In theory yes, but sadly i have never seen that promise realized in any consistent fashion. Same goes for Java's escape analysis. Although the principle is sound i think the engineering required is horrendously difficult to make it robust. In a very narrow window of variation it works, but should you step out of that zone it fails pretty badly. I think it will take many more years, till then pgo and metaprogramming it is.
Speculative optimisations yield about a 20% improvement in Java and more for higher level languages like Scala (and for Ruby it's off the charts). HotSpot isn't perfect by any means and C2's EA is not strong enough, but it's on track to be replaced with Graal (which is a part of what AOT is all about - you don't want your VM compiling itself at the same time as compiling your app).
PGO in C++ can yield quite significant speedups, however the difficulty of integrating it into a development workflow means that in practice it's hardly ever used. One of Java's accomplishments is that it brought PGO to the masses by making it entirely built in and automatic.
There are a set of optimisations that you can only do at runtime that you can't do with AOT. Anything that depends on data is something that you can't reliably do, such as eliding null checks if you can prove this cannot happen based on the data passed in. There are also cases where you can have multiple subclasses of a type such as a normal and a debug subclass, or multiple drivers for different back ends such as MongoDB or Cassandra, only one of which is used at runtime but you cannot know ahead of time which is selected (for example, it's based on an environment variable or system property).
The point is that while AOT can do a set of optimisations, including whole module analysis, there are a set which are only available at runtime.

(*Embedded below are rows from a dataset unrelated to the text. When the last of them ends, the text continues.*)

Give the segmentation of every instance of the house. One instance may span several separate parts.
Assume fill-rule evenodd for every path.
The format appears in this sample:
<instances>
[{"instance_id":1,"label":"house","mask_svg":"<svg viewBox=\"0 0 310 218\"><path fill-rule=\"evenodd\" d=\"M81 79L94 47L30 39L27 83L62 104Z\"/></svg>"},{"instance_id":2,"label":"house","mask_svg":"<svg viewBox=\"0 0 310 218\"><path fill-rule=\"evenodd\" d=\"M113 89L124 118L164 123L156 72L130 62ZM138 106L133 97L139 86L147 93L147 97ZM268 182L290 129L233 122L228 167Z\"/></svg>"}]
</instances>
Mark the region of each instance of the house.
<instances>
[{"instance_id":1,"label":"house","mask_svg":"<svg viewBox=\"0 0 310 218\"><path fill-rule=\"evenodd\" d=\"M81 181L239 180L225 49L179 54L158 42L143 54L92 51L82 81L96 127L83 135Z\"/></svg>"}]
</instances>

I'm all for "as static as possible" toolchains, but there are optimization opportunities you simply won't have with AOT, PGO or not. E.g. consider something trivial: A program doing certain image operations that depends on dimensions passed in on the command line. A JIT could optimise the inner loops for the actual operations. To get the same with AOT even with PGO would be totally unable to deal with it without causing a massive explosion in code size.